Guys, Ive asked a lot of questions and for a lot of help, but this is by far the most serious... I know I want to serve in the military, and I thought I knew for sure it would be the Marine Corps, but now I'm not so sure... I talked to a Army recruiter at school yesterday and he said that the Army lets you choose the job that you want in the service, and the Marines don't, you just get what you get and you don't complain. I want to work on trucks and such in the service so I could have a head start when I get out and am looking at tech schools. Also, the recruiter said the Army would pay for all of my certifications and such. In my opinion the Marines are far more prestigious than the Army(no offense to anyone that was in the Army). So my main dilemma is do I want the pride that comes with the Marines or the guarantees and advantages that come with the Army? Ive always been a person that believes that if you can change something to make it fit better to you, then why not? Ive tried to ask my parents their opinion, but they wont take me seriously about serving. So if there are any vets out there with anything that could make it an easier decision, please please please share. Thanks for reading guys.


----------



## MrHuckleberry (Nov 18, 2010)

Why risk anything with a specific branch that "promises" something. Why not look into the Navy or Air Force as well? It doesn't matter which one you serve in, what matters is that you serve proudly in which ever one you choose. They all offer jobs as a Mechanic! If you want to work on trucks than anything but Marines is for you. Join, serve, travel, and see the world. Your life may take many different roads along the way and you may find out that being a truck mechanic is not what you really wanted and the military will offer and show you many different options along the way. 

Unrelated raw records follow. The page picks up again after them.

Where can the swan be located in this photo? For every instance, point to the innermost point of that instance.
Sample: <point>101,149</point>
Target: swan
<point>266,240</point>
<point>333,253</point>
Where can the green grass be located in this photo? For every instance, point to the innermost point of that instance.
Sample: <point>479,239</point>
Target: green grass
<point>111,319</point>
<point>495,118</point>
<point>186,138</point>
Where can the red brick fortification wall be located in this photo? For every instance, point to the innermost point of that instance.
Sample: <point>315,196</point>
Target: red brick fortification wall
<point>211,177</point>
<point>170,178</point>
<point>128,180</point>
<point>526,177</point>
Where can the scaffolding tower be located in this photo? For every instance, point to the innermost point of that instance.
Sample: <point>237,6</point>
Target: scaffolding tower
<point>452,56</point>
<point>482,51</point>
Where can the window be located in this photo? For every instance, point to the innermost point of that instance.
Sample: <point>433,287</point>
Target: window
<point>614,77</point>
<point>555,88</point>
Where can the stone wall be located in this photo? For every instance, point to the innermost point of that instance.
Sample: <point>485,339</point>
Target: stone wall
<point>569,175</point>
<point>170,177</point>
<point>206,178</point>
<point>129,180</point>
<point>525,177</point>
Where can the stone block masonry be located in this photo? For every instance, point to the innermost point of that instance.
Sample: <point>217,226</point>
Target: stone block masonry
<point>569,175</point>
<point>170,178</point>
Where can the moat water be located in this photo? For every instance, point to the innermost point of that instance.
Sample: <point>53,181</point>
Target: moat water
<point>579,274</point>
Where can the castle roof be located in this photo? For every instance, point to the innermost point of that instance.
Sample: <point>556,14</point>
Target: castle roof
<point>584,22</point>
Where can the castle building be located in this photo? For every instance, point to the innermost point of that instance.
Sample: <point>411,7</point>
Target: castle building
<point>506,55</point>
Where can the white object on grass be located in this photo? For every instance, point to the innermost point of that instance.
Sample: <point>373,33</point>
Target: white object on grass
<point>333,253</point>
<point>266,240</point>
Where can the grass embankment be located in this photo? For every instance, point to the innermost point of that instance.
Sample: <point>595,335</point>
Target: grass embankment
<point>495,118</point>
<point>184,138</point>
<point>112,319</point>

Serve responsibly, serve honorably, and be dedicated to doing your job at the best of your ability. Learn and be prosperous!


----------



## johnnybravoo77 (Nov 2, 2008)

He probablyfailed to tell you that if those particular jobs are filled, then they will bump you to where they want you. Talk with ALL of the armed services, if your looking for on the job training, I would say go Air Force. While I havent served, I know a couple of recruiters. Good luck, and be proud which ever branch you choose.


----------



## Sammy1 (Oct 10, 2009)

It is all about your service. The Air Force and Navy, from what i have been told, have excelent training in technical fields and the career training carries to the civilian world. The Marine Corp and Army both offer the same but not as far spread. The Air Force will do contracts as far as being hired into a specific AFSC but it you fail Tech School a cross train is inevidable. I had the pleasure, due to my AFSC to serve next to Men and Women from all the branches and all are fine. You really need to do some research and figure out what you want for your future. If you do enjoy being outdoors and in beautiful country check out SERE Instruction in the USAF and if you really want to work on engines or motor pool type stuff all are probably equal as far as training goes. Just my opinion so nobody jump on me lol... Good luck and proud to know another young American has his country in mind, Thank You Buddy


----------



## target1 (Jan 16, 2007)

Ok, I'll chime in here. I am a Vet and currently a consultant to the Navy & Marine Corps. I was in the Navy, a CB. My rate was construction mechanic. I worked on everything from trucks to dozers. When I went in, they guaranteed my rate and school. I don't know if they do that any more.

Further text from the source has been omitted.